By Mike Nolan
A year after a state law took effect that requires first responders to carry naloxone, which can revive someone suffering from an overdose of heroin or other opioids, officers from dozens of suburban Cook County police departments have been trained in administering the drug and supplied with it.
Naloxone counteracts the life-threatening effects of an opioid overdose, which slows the heart rate and respiration, and it had already been in wide use, primarily carried by fire department paramedics, as well as police in some communities.
The state’s Heroin Crisis Act, which took effect Jan. 1 of last year, requires that all Illinois law enforcement agencies receive training and carry the drug.
An initiative spearheaded by Cook County Commissioner Sean Morrison, R-Palos Park, and Michael Schofield, chief of the Orland Fire Protection District, began training area police last spring in using a naloxone auto-injector device. The maker of the device, Kaleo Pharma, is providing, at no cost, 12,000 doses of naloxone, 800 of which have so far been distributed to suburban police departments, according to Brent Woods, administrator of the opioid overdose prevention program who works in Morrison’s Orland Park office.
Prior to the state law taking effect, some area police departments, such as New Lenox, Orland Park, Tinley Park and Will County Sheriff’s Police, had been equipping officers with naloxone. Depending on the department, some officers are using a syringe while others carry a nasal spray version of naloxone.
Fire department paramedics have long carried naloxone, but the thinking is that it’s also beneficial to put the drug in the hands of police officers who might be the first to arrive at a call for an overdose. With training administered by the Orland Fire Protection District, officers from 46 departments have so far gone through training, and those departments have been given the Evzio injectors, Woods said. Police who took part in the training sessions were expected to train other officers in their departments on using the devices.
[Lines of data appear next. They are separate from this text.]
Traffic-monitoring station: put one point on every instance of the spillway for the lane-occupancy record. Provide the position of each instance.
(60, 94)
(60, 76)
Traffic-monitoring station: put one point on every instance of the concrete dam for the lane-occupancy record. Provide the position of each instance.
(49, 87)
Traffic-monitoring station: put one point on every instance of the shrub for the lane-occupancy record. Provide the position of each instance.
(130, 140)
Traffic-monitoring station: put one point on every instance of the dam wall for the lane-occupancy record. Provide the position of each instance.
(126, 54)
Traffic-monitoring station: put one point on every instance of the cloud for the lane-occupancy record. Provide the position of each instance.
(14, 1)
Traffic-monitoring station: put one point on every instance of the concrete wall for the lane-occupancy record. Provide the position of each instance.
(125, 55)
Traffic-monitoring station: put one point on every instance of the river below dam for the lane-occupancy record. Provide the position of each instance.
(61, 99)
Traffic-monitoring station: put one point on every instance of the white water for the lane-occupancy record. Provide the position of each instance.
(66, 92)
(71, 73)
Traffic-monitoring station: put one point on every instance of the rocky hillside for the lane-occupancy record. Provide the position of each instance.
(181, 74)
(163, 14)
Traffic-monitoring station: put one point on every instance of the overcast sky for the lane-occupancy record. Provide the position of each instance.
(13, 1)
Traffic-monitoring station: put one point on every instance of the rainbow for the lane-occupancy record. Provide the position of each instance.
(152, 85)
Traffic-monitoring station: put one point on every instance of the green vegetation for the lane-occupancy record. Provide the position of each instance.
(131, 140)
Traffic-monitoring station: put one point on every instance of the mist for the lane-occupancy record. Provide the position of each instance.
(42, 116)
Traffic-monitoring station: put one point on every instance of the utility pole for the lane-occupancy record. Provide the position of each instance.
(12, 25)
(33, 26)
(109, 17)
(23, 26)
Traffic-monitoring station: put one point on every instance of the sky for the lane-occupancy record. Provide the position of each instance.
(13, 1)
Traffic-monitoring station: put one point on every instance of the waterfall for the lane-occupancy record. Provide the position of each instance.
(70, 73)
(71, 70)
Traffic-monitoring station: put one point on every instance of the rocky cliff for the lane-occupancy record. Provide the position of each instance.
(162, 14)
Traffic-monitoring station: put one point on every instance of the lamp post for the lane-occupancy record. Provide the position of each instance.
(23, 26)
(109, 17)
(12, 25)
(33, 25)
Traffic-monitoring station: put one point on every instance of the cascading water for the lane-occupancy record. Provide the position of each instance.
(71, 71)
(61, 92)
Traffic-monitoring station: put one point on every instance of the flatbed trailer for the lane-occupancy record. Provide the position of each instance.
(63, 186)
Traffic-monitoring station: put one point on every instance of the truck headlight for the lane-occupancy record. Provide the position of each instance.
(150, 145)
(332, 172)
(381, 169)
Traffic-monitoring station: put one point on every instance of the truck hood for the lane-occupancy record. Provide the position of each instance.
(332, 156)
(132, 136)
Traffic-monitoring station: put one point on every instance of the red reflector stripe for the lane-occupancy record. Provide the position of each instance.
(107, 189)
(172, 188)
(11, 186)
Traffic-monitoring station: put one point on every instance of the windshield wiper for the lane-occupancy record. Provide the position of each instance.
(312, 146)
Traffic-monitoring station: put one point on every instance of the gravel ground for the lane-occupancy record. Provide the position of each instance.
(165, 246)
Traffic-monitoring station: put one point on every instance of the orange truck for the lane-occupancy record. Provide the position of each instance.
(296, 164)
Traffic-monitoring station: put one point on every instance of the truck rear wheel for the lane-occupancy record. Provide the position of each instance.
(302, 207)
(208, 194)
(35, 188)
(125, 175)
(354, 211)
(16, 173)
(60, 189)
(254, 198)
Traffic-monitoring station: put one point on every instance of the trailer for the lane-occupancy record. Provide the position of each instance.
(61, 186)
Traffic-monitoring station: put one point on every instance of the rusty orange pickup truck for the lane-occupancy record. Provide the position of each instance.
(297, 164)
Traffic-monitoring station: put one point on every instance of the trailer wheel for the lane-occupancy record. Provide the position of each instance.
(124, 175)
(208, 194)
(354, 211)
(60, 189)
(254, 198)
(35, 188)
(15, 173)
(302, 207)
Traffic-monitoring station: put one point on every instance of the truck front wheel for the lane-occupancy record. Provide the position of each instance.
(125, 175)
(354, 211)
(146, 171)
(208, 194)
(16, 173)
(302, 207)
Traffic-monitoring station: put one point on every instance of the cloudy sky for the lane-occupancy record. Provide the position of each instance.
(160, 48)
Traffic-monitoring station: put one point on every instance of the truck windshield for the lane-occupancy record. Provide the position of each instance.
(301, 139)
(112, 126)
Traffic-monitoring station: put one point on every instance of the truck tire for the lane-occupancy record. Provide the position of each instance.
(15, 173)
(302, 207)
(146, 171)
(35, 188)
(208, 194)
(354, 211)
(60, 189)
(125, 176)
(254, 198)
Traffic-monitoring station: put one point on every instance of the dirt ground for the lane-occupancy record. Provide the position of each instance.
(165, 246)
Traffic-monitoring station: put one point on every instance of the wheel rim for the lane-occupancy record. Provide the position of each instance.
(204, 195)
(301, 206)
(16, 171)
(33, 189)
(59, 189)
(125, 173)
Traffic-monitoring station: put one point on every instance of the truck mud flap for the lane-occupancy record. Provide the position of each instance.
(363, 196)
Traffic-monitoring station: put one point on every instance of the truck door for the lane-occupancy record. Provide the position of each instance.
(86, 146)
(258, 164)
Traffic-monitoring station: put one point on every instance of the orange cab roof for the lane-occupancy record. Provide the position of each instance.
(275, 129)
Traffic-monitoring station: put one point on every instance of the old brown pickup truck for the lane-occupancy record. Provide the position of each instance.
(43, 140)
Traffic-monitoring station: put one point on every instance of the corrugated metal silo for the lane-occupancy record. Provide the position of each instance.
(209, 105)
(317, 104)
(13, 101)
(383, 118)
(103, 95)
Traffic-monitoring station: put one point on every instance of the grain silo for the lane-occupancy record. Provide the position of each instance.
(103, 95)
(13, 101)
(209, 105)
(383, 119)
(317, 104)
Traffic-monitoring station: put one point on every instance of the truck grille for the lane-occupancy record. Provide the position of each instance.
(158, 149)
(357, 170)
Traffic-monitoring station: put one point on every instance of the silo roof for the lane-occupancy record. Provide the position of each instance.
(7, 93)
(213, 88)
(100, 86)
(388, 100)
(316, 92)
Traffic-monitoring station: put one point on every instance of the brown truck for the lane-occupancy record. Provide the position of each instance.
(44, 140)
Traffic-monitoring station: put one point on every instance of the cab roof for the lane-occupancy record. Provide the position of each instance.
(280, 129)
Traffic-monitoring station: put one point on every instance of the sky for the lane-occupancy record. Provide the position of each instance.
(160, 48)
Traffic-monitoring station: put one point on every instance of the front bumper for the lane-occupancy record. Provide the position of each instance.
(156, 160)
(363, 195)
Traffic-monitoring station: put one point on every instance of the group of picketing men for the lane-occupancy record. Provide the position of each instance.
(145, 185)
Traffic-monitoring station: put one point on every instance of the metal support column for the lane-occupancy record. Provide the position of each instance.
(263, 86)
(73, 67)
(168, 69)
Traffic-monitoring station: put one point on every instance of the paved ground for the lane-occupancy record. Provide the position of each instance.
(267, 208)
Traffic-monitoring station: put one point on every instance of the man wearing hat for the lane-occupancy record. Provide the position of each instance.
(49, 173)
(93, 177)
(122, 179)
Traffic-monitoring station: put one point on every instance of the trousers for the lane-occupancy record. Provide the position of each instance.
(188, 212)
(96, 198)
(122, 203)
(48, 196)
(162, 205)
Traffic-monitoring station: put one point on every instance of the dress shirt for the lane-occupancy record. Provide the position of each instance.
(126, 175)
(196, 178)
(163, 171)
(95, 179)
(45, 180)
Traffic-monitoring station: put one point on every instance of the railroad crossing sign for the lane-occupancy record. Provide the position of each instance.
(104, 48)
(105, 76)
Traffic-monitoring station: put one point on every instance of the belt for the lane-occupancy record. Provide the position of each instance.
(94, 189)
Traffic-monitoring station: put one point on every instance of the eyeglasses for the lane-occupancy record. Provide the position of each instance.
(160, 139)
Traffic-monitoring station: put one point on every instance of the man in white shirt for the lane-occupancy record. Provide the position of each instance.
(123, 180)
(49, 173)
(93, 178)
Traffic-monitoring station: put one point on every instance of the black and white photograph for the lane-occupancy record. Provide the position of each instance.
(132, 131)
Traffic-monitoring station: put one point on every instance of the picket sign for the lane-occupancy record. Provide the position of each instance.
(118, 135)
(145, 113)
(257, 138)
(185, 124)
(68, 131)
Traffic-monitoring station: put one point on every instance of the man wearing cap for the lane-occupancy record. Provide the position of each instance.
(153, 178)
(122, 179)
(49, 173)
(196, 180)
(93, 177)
Another eight suburban departments are awaiting training, and Morrison’s office expects other south and southwest suburban departments to apply for the program, Woods said.
“The more (officers trained and equipped with naloxone) we get out there the better,” he said.
Departments that have undergone training and been issued naloxone to officers have recorded a total of 19 “saves” of people who overdosed, including six by Lansing, two by police in Oak Forest and one each by officers in Midlothian, Palos Park, Park Forest, Posen and Steger, Woods said.
Morrison’s office began working with Virginia-based Kaleo in July 2015 to obtain the grant of Evzio injectors, he said. Each dose is in a cartridge with a retracted needle, and instead of having to read directions, the device itself “talks” the user through the process and automatically injects the patient.
Health officials and law enforcement have seen a growing number of overdose deaths due to heroin and other opioids, as well as surging numbers of deaths due to synthetic opioids such as fentanyl. The Cook County medical examiner’s office said it began routinely testing for fentanyl in June 2015 after national trends showed a spike in the opioid’s use.
The drug is 50 times more potent than heroin and 100 times more potent than morphine, according to the Centers for Disease Control and Prevention. The CDC has said that increases in deaths associated with fentanyl are attributable to illicitly-made fentanyl that is either mixed with heroin or offered to an unsuspecting buyer in the guise of being heroin.
There were 76 overdose deaths in Will County last year caused by heroin or other opioids, such as fentanyl, according to that county’s coroner, up from 53 in 2015. That number could change as additional tests are completed on some death cases. Full-year figures from Cook County’s medical examiner are not yet available, but in 2015 the county recorded 526 heroin and fentanyl deaths.
The medical examiner in early December reported that it had so far recorded 380 deaths in 2016 attributed to fentanyl or fentanyl analogs compared with 102 for all of 2015. At that time, the medical examiner also reported that it had confirmed two deaths from powerful opioids that had previously not been seen in Cook County, including one death from the fentanyl analog carfentanil, which is 10,000 times more potent than morphine and is used in veterinary practices to immobilize large animals.